Oui, c’est ce qui nous attend. Il y a déjà de vraies inégalités, tout le monde n’est pas affecté de la même manière par la chaleur. D’abord, les personnes ayant moins de revenus souffrent plus de ces périodes de canicule, car ils n’ont pas les moyens de s’adapter — par exemple, en quittant la ville. Mais il y a aussi des inégalités en lien avec le genre et l’âge. La réponse ne peut pas être individualisée, nous devons prioriser les plus vulnérables et les instances collectives. Les institutions doivent agir, et vite.
Dans vos recherches, vous évoquez une « justice thermique ». Une « climatisation juste » est-elle possible ?
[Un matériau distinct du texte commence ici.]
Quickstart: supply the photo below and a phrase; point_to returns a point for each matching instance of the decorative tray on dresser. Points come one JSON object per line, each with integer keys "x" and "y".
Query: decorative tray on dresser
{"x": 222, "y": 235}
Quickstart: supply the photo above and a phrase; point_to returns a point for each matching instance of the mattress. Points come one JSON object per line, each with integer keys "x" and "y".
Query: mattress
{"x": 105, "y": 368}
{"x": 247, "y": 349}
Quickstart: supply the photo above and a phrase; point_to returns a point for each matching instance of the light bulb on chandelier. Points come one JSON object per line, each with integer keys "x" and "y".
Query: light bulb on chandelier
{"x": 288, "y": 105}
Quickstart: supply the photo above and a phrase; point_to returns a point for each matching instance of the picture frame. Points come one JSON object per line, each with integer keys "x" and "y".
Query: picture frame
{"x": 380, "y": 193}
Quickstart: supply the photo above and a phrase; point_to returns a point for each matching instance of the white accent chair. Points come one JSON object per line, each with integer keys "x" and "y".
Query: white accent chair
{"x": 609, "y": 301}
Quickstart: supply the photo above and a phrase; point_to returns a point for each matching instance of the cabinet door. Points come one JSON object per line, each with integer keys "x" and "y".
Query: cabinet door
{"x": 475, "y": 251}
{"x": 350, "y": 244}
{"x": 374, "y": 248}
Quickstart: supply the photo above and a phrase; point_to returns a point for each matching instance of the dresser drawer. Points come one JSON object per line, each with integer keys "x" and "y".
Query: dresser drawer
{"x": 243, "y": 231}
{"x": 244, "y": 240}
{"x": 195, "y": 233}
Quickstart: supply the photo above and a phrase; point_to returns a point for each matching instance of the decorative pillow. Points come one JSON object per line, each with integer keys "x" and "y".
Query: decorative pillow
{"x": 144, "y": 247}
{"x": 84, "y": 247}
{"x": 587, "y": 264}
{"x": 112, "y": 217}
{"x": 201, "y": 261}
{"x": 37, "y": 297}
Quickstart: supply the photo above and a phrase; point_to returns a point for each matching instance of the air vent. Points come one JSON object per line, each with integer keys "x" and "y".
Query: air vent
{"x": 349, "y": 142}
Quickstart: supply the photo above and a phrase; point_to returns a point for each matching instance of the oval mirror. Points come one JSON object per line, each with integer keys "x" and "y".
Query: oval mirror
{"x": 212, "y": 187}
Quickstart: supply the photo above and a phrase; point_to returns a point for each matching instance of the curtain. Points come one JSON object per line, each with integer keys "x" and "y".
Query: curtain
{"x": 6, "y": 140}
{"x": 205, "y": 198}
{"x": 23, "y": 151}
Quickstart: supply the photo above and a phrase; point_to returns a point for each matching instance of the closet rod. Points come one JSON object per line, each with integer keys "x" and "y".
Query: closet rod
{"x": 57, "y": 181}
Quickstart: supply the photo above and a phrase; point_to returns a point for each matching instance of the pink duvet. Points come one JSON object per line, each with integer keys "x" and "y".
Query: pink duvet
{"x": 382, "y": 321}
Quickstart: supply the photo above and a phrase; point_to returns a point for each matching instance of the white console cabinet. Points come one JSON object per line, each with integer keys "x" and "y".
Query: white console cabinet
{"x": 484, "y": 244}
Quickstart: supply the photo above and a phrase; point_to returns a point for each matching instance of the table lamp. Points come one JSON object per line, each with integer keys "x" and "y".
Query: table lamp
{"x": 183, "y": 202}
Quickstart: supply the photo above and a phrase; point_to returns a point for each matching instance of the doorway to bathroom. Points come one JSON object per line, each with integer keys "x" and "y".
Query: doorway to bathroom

Oui, avec un usage dans les lieux du service public d’abord [hôpitaux, écoles, Ehpad, etc.]. Ensuite, la clim’ ne peut pas être pensée de façon individuelle, mais quartier par quartier. Il faut prioriser les lieux collectifs et ne pas exclure des personnes en situation difficile.
Il faut aussi repérer les lieux frais qui existent afin de mieux les utiliser [par exemple ajouter dans les espaces verts de la végétation, des brumisateurs ou encore créer des micro-oasis]. Sans oublier que les points frais, c’est une chose, y accéder en est une autre : la mobilité des personnes doit rester au centre de nos préoccupations. Le droit à la fraîcheur pour toutes et pour tous, donc le droit au confort, doit être placé au cœur du débat.